Making papad at home can indeed be a bit tricky, but with the right steps, you’ll get it perfect. Urad dal flour is key here, and soaking it properly creates the right consistency for your dough. Ideally, you should soak the dal flour for about six to eight hours. This helps it absorb enough water and become smooth, which is crucial when you’re rolling it out later.

When mixing your dough, ensure the batter is smooth, avoiding lumps since lumps lead to uneven cooking. You can use a pestle or a strong spoon to knead the mixture until it’s firm but malleable. Add a bit of salt and spices like black pepper, cumin seeds, or asafoetida to taste for that authentic flavor.

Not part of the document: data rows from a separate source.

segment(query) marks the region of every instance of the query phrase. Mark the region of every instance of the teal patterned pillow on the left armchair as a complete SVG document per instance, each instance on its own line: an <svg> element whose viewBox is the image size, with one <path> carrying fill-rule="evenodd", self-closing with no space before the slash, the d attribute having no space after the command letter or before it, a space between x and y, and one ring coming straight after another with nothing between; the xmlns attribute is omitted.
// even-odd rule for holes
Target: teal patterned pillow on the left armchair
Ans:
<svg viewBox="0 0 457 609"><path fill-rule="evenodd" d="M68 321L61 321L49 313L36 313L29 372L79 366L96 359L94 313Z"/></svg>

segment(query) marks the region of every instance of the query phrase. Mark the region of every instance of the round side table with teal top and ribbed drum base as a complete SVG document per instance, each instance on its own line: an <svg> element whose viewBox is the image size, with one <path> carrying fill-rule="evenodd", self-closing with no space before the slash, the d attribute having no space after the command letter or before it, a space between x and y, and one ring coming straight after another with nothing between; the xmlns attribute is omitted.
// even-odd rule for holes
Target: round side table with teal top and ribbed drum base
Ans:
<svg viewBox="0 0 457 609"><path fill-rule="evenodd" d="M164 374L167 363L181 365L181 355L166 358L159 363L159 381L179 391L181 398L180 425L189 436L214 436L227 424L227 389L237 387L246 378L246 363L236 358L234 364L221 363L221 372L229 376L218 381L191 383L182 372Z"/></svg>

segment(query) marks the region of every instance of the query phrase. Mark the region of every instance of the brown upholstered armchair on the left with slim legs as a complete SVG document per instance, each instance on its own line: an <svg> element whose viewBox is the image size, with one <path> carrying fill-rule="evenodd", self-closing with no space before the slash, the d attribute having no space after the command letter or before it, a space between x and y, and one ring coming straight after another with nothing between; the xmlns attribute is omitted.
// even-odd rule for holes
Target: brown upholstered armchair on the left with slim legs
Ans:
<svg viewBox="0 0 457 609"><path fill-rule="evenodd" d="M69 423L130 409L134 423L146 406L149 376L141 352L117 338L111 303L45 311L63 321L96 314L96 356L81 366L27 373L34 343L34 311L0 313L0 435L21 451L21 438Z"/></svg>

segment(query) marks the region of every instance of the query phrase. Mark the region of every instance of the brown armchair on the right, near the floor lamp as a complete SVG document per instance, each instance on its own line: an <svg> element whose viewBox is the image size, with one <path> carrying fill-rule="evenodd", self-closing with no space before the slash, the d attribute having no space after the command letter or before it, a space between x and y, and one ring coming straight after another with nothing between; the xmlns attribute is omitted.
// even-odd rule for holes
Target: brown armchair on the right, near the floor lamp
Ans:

Rolling them out is where precision is needed. The dough should be thin, about a millimeter but not too delicate that it breaks apart. You should roll gently, use minimal flour as your base to prevent sticking, and apply balanced pressure. It’s all about patience. If they’ve been falling apart, it likely signifies either too little water or insufficient kneading.

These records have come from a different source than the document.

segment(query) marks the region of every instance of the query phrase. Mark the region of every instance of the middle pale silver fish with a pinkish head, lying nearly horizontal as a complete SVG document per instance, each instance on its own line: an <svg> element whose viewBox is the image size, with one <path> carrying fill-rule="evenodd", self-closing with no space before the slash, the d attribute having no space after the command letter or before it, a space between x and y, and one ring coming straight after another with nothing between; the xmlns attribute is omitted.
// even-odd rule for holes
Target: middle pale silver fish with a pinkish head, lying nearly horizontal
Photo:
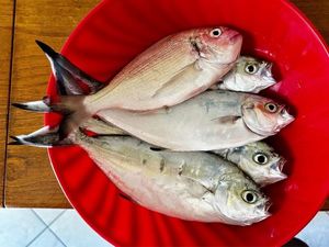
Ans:
<svg viewBox="0 0 329 247"><path fill-rule="evenodd" d="M30 108L29 103L23 105ZM48 106L47 111L56 109ZM243 146L274 135L294 121L284 104L226 90L205 91L178 105L150 112L111 109L97 115L147 143L180 151Z"/></svg>

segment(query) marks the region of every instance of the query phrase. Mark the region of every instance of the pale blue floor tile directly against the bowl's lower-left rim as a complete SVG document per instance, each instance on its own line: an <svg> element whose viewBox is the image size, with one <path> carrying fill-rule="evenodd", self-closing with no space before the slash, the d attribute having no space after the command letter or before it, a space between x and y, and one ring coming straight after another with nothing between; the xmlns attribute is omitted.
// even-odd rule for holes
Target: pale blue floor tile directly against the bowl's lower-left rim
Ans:
<svg viewBox="0 0 329 247"><path fill-rule="evenodd" d="M67 247L111 247L75 210L67 210L50 226Z"/></svg>

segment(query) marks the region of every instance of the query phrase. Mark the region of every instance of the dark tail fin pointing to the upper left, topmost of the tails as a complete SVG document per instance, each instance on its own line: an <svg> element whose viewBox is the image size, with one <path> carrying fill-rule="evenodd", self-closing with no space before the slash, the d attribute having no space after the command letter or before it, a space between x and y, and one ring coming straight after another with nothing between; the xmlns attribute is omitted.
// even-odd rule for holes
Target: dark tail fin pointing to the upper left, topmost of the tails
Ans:
<svg viewBox="0 0 329 247"><path fill-rule="evenodd" d="M52 71L56 78L58 93L61 96L81 96L83 90L79 82L84 83L90 93L101 90L105 83L92 78L75 66L69 59L56 53L50 46L41 41L35 41L45 53L52 65Z"/></svg>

For frying, the oil needs to be hot but not smoking—around 180°C, usually. If you don’t have thermometer, drop a small piece of papad into the oil: if it rises at once without smoke, the oil’s ready. Use a slotted spoon to carefully place your papad in the oil. They should puff up within seconds, and take them out immediately to avoid burning.

Let them sit on kitchen paper to drain excess oil for a crispier texture. The frying part truly requires practice. If you feel nervous, maybe start with just one or two try-outs. It’s all about getting comfortable with the process. Once you’ve nailed it, you’ll have your hands on the delicious, crispy papads you love. Good luck!